Near the start of a JSA claim, claimants were more likely to have a common mental disorder than people in the rest of the population. In the months that followed, about a third experienced some recovery or improvement in their mental health, a third experienced little or no change, and a third deteriorated.
Our analysis examined why some claimants got better while others got worse. Warning signs indicating that a claimant was at higher risk of deterioration included having a longstanding health problem, an anxiety disorder, living in an urban area, and continuing to experience adverse events while unemployed (such as a financial crisis, experience of violence, or someone close falling ill).
As you might expect, finding a job was associated with recovery. But other factors also signalled improvement, especially the existence of positive relationships. Claimants who felt that they were supported and encouraged were more likely to see their mental health improve in the months that followed. Where positive social support was missing from people’s home lives, Jobcentre Plus Personal Advisers may be able to meet some of this need. Participants in the qualitative interviews said that when Personal Advisers were supportive, it made an enormous difference to how they felt.

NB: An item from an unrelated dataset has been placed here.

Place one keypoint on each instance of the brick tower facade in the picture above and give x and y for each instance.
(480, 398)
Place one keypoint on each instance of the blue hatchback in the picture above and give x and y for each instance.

Our study found that, generally, Personal Advisers and JSA claimants didn’t discuss health and wellbeing in their interviews together. However, when they did discuss it, claimants often found this was useful. It is noteworthy that men were less like than women to discuss health with Personal Advisers, and that people with mental health problems were less likely than those with physical health problems to do so. Claimants experiencing high levels of stress understandably expressed reluctance about discussing their mental health. It also became apparent in the study’s qualitative interviews that some claimants felt stigma in admitting – to themselves or to others – that they were struggling to cope.
Claimants with poor mental health had less confidence in their work-search skills, applied for fewer jobs, and were less likely to have found work within six months of starting their JSA claim. Supporting improvements in their mental health may not only be good for their immediate wellbeing, it could also be good for their journey back into work.